We consider the effect of ownership structure in Column 4. While Call Reports provide little information on executive ownership for privately held banks and offer no data to test for the effect of large blockholders, we try to capture whether a bank is closely held by including a dummy variable that takes on the value one if the bank is an S-Corporation (see footnote 20).30 There are two reasons for this approach. First, in closely held banks the owners have a strong incentive to directly monitor the executives (DeYoung, Spong, and Sullivan, 2001). Second, the initial owner can distribute ownership rights among a small number of large shareholders to create a coalition among those large shareholders. Such a dilution of power among a limited number of large shareholders enables the initial owner to retain de facto control of the firm (Bennedsen and Wolfenzon, 2000). The dummy variable for S-Corporations remains insignificant and leaves the other key findings qualitatively unchanged.

Column 5 is a robustness check that employs a maximum of eight matched banks instead of the four matches used in the main regressions.
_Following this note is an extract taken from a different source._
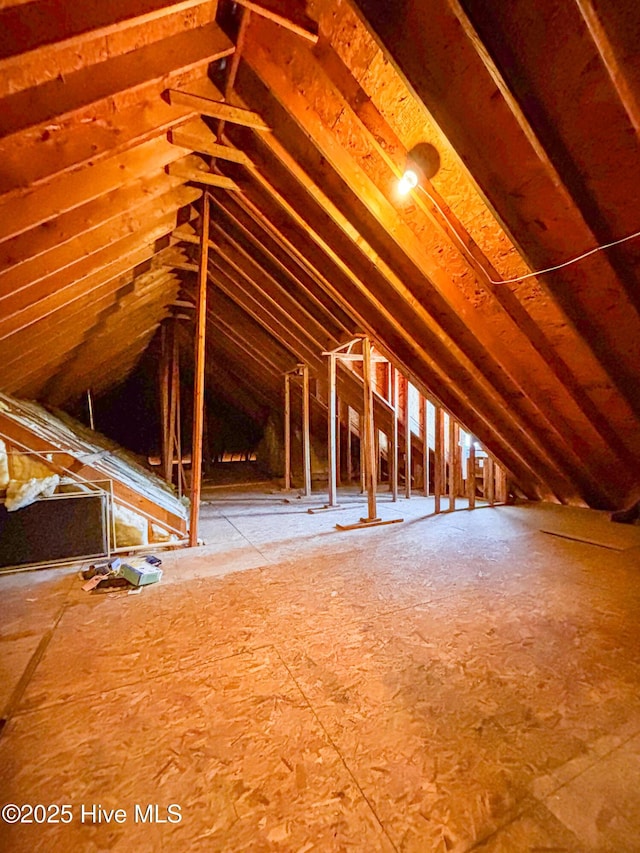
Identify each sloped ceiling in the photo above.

The results remain identical. We have also tried two matches, and six matches, with no difference to the main results (not reported).
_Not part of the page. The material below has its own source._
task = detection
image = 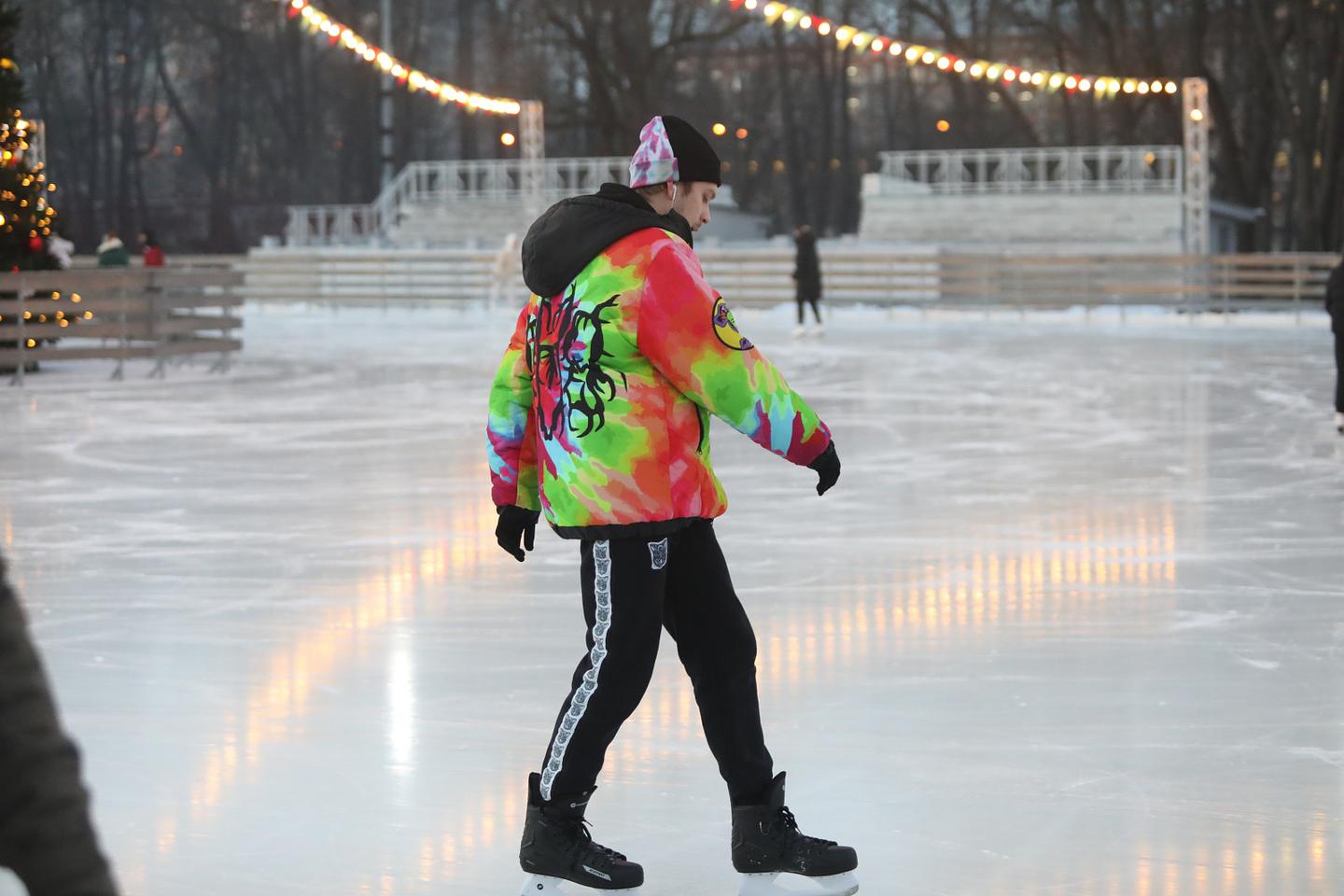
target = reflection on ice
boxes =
[0,309,1344,896]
To adjust for any possible effects of outliers of the risk measure, we winsorize the Z-Score at the 0.5th and the 99.5th percentile in Column 6. In this regression, we also replace our loss variable with a variable that records losses of the previous 4 periods to allow more time for stakeholders to respond to losses. Our results are not affected in these tests.
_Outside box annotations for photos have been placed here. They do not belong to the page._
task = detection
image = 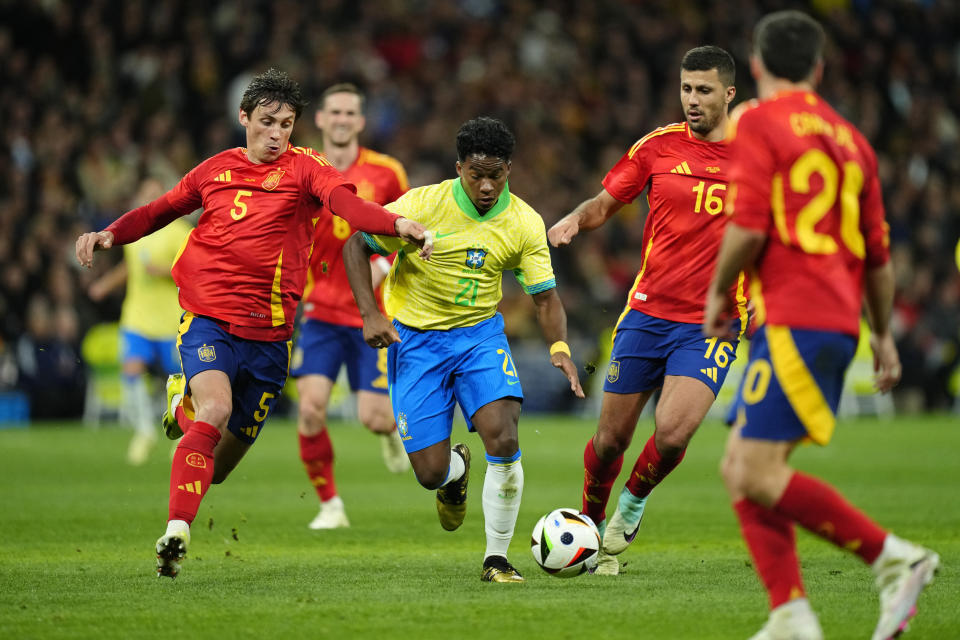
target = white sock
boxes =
[440,449,466,487]
[123,376,157,438]
[483,452,523,558]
In Column 7, we use an ordered logit model. We observe a maximum turnover of three positions simultaneously, and construct the nodes by summing across the different roles of the executives, e.g., president, chairperson, CEO, CFO, and COO. We consider an instance in which three departures are observed simultaneously as the strongest manifestation of discipline, followed by two departures, and so on. Thus, the rationale underlying our approach is that the disciplining effect is most prominently illustrated if three executives are dismissed. The finding in Column 7 fully reinforces our conjecture, and the Z-Score and the other key variables enter with the expected signs at conventional levels of significance.